Design and construction
- Architect: Daniel West
- Main contractor: Thomas Pringle

Heritage New Zealand – Category 1
- Designated: 9 September 1983
- Reference no.: 324

= Timaru Customs House =

Customs House is a historic neoclassical building in Timaru, New Zealand. Opened in 1902 it served the Customs Department until the 1970s. It later became a restaurant and has a category 1 registration with Heritage New Zealand.
==Description==
Customs House is a neoclassical building with Doric design. Designed by Daniel West. It is located on Cains Terrace and Station Street and fronts out onto Strathallan Street. The building is surrounded by a concrete wall and metal fence. It is constructed from brick which is plastered with cement. The entrance is under a portico supported by four fluted pillars and topped off with a pediment alongside two pediments on each side of the building. Pilasters are used to ornament the façade and support the frieze. All windows have a pediment bead. The gabled roof is hidden by a parapet, with acroteria atop it and the pediments. A flagpole is mounted to the portico, which was added after construction at unknown date, alongside the removal of the chimneys. The site is 552 sqm and the floor space is 192 sqm.

The interior originally had a lobby, to the left was the collector's room, to the right the tide-waiter's room, and at the end of the lobby the long room with a storeroom. The interior has cornices and skirting boards. The ceilings are well detailed with ornamentation.
==History==
Since 1880 the Collector of Customs in Timaru was based out of the Timaru Post Office. On 12 September 1901, tenders were called for a Customs House between Cains Terrace and Station Street. A tender of £1,944 by Thomas Pringle was accepted. After opening the Timaru Herald stated the workmanship of the building was a great reflection of the craftsmanship of the contractor and his assistants. The building opened in August 1902.
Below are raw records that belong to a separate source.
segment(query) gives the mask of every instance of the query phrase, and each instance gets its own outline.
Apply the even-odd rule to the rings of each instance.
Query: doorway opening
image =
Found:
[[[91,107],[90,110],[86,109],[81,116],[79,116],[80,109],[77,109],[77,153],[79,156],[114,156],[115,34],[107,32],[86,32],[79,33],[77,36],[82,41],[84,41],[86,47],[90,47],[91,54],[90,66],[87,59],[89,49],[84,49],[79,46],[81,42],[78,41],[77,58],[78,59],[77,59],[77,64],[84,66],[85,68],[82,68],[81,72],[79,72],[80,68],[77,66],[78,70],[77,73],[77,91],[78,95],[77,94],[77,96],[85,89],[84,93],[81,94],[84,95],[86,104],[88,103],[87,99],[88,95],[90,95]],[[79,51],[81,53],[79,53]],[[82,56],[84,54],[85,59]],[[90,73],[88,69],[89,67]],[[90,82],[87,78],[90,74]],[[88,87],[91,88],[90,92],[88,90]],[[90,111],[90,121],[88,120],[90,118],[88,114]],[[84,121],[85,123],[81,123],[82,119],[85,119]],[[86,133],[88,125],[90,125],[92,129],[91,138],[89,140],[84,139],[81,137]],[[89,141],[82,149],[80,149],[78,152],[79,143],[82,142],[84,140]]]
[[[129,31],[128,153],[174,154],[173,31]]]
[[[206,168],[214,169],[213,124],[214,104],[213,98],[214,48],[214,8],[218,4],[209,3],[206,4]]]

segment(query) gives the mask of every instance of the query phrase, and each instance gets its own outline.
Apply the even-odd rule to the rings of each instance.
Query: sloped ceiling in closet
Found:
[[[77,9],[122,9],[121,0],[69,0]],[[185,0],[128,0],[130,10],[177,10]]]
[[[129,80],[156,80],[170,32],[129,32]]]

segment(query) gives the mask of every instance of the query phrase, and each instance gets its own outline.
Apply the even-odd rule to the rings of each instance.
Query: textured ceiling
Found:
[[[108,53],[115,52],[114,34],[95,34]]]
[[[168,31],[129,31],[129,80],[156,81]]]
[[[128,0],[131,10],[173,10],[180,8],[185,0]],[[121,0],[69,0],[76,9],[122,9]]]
In the early 1970s the State Services Commission had proposed moving the Customs Department out of the building to new premises. The Timaru Collector of Customs did not want to have the premises moved arguing that the location near the port and railway line made their business easier and more convenient for both the workers and those who had to deal with the Customs Department. One worker stated that 'being cooed up like hens in battery cages gives [workers] a pinheaded outlook on life, where as in a building with space and character, suchs as the Customs House, expansive thinking is promoted.' One author wrote about how he deplored the 'modern fetish of pulling fine old buildings down to be replaced by concrete boxes.' Despite the backlash the Customs Department was moved out in 1976. The building was transferred to the Lands and Survey Department who were responsible for disposing of surplus buildings. Charles Russell Hervey, the Mayor of Timaru, said the council was open to having the building being retained and that a maritime museum could be one option for the building. Ultimately neither the Timaru City Council nor the New Zealand Historic Places Trust accepted the offer from the Lands and Survey Department. In May 1981, the Commissioner of Crown Land proceeded with disposing of the property. The price was set at $50,000, despite the interest in the building no sale took place until early 1983. Despite the new owner, the building remained unused until Paul and Rien Cox, restaurateurs from Akaroa, visited Timaru in 1985 and decided on purchasing it. The two cousins had managed an eatery out of the Akaroa shipping office. Following the purchase the building underwent restoration work before the building opened as a restaurant in August 1985.

In 2018 the Timaru Civic Trust purchased the building. It is still operated as a restaurant.